In the course of the film, before Ahab’s climactic combat with Moby Dick, there is the slaughter of one whale and the processing of its blubber for the oil that will “light the lamps of the world,” a kind of summary of the whaling process for the audience.
Later, a whole group (pod) of whales is sighted and harvesting begun, but when Captain Boomer (James Robertson Justice) of a passing ship comes aboard and casually mentions seeing a white whale, Ahab instantly abandons the hunt to go after his quarry. His pursuit is temporarily thwarted by a breezeless sea, and he directs that longboats pull the “Pequod” into a wind.

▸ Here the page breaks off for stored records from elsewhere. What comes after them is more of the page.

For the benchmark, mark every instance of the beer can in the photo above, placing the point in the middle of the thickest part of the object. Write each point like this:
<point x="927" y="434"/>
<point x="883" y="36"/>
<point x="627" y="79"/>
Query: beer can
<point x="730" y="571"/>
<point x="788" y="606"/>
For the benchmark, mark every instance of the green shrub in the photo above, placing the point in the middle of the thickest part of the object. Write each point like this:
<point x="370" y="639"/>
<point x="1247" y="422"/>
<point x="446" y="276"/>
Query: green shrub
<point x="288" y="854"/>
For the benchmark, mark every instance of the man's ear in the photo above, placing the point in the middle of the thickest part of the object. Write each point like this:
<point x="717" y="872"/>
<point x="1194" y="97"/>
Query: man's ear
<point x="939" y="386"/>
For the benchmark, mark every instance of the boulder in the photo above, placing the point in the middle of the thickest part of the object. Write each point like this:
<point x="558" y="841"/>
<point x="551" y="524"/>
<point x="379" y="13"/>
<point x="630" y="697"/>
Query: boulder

During the lull, Queequeg has premonitions of death and has the carpenter make him a coffin.
From another passing ship, the “Rachel,” the captain (Francis De Wolff) reports having seen a white whale several days earlier. Ahab is in such a hurry that he refuses to take time to render needed assistance to the captain whose son was killed by the whale. Ahab’s quest is again delayed, now by a storm, which no sea saga is every without. During the tempest, the crew witness a display of Elmo’s Fire, the weather phenomenon that causes the illumination of pointed objects, in this case Ahab’s harpoon. Ahab draws his fist down the shaft of his harpoon, extinguishing the violet glow.
Soon after the “mild, mild day” speech, when the “Pequod” is in the open sea, Ahab notices the air. “Do you smell it, lads—what the wind carries? . . . Aye, coral reef, green moss, shells, bits and pieces from all the oceans he ever swam through—an island to himself is the white whale.” Ishmael remembers aloud Elijah’s prophecy and repeats it to Ahab, who listens silently, knowingly, then from the masthead a shout comes that a whale has been sighted. Moby Dick!
Ahab joins the pursuit in one of the longboats, harpoon in hand, leaving Pip aboard to serve as “captain.” Even in his fervent hatred and driven madness, Ahab speaks admiringly of this dumb animal that has taunted him all these years, this whale that seems to have a mind of its own. “Ah, there’s majesty for you. Did you see the lances in his back? My lances—mine!—stuck in him years ago.”
As the whale attacks the longboats, Ahab grabs one of the harpoon lines that covers the body of Moby Dick, along with scars and protruding lances, and swings up on the animal. Lashed by wind and sea spray, he plunges his harpoon, again and again, into the animal’s flesh. “From hell’s heart, I stab at thee,” he screams. “For hate’s sake, I spit my last breath at thee, thou damned whale!”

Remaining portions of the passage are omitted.